If you're looking to line up a job before you graduate college, you have to create a game plan before entering your senior year. You should prepare your resume for recruiting season and attend fall job fairs. You should also connect with employers when they visit campus.
The earlier you start looking for a job, the less stress you'll experience approaching graduation. I was so relieved when I signed my full-time offer in December of my senior year. I was able to enjoy winter and spring quarter because I knew I wouldn't have to worry about looking for a job.
9. Continue to live within your means
When I earned my first few paychecks working for PepsiCo out of college, I was so excited that I could spend more than $40 a week in groceries and still go out to brunch.

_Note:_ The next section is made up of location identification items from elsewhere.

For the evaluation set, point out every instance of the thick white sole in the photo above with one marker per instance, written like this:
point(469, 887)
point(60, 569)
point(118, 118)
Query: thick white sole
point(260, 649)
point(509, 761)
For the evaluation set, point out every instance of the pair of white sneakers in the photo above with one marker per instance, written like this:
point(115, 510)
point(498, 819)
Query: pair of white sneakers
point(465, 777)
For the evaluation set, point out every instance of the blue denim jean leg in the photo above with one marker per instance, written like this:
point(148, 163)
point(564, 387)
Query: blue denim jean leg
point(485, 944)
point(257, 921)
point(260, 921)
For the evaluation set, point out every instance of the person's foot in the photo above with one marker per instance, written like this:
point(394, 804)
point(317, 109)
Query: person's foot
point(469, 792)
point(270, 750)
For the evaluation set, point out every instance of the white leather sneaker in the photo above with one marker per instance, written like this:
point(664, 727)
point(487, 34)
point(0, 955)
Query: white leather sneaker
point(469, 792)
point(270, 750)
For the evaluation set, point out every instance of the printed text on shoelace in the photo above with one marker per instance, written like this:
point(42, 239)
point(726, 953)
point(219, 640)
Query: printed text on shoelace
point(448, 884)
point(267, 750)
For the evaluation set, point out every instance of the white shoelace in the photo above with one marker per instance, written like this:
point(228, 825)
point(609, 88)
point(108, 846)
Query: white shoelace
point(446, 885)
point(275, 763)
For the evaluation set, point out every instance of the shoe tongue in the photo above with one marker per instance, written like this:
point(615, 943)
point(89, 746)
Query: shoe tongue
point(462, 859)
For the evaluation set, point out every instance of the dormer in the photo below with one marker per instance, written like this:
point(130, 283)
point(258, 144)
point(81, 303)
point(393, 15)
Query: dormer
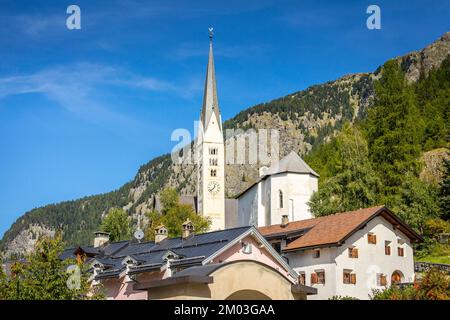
point(161, 233)
point(188, 229)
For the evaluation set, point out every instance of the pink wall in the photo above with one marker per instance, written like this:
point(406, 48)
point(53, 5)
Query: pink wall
point(118, 289)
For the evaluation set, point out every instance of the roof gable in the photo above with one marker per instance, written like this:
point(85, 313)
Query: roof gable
point(334, 229)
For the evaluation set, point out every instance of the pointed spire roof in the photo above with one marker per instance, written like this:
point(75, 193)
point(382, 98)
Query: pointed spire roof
point(210, 101)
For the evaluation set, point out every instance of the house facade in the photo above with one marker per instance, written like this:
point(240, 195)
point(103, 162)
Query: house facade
point(347, 254)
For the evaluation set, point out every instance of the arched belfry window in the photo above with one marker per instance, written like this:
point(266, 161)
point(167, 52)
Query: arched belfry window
point(280, 199)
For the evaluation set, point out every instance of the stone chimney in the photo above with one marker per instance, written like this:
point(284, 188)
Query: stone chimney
point(284, 220)
point(101, 238)
point(188, 229)
point(160, 233)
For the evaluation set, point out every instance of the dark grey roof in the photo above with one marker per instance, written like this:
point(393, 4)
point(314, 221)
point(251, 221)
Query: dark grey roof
point(150, 256)
point(231, 213)
point(290, 163)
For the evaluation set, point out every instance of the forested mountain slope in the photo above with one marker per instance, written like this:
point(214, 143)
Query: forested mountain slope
point(305, 120)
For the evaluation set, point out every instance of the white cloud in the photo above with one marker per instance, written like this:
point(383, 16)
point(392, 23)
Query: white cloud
point(75, 87)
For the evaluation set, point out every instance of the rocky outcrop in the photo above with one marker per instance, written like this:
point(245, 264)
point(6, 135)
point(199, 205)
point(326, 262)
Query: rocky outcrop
point(303, 119)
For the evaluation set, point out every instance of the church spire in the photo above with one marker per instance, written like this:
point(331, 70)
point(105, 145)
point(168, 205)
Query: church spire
point(210, 101)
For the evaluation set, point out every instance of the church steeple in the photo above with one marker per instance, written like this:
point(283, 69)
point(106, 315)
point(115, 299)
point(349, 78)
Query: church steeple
point(210, 101)
point(210, 152)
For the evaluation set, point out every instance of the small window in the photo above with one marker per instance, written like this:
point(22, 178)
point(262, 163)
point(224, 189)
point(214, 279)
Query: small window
point(387, 248)
point(353, 252)
point(371, 238)
point(318, 277)
point(302, 278)
point(349, 277)
point(213, 161)
point(280, 194)
point(316, 254)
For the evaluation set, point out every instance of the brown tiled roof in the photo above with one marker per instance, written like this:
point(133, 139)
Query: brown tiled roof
point(333, 229)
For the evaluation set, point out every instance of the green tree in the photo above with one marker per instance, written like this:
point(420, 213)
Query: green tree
point(354, 183)
point(416, 202)
point(118, 224)
point(444, 192)
point(173, 214)
point(435, 285)
point(44, 276)
point(394, 130)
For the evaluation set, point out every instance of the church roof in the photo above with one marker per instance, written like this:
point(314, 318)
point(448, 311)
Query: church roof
point(291, 163)
point(210, 101)
point(332, 230)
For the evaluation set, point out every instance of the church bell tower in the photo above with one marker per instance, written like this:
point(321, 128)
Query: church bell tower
point(210, 152)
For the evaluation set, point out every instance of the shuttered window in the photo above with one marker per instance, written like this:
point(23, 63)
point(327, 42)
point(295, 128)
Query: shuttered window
point(381, 280)
point(314, 278)
point(353, 278)
point(352, 253)
point(321, 277)
point(302, 278)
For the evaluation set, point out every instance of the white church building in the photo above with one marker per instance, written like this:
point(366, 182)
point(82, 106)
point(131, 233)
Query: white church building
point(346, 254)
point(283, 189)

However, I quickly learned that my frugal lifestyle actually allowed me to save once I had a larger, more regular income.
While it can be tempting to buy a brand new car or sign a lease for that expensive beautiful downtown apartment, it's still important to continue to live within your means. Learning to live within your means even after college will help you save for the next phase of your life and pay off student debt sooner.
10. Set a goal for your repayment plan
If you graduate with $30,000 worth of student debt, when do you want to pay that off? Do you want to pay it off in 10 years? Or maybe five years? How much interest is going to accrue in 5-10 years?
Determining how quickly you can pay back your student loans will help you determine how much you need to pay each month beyond the minimum due. Personally, I was okay with paying back my loans in 10 years and I'm on track to achieve that goal!
What are your tips for college finances before, during and after college graduation?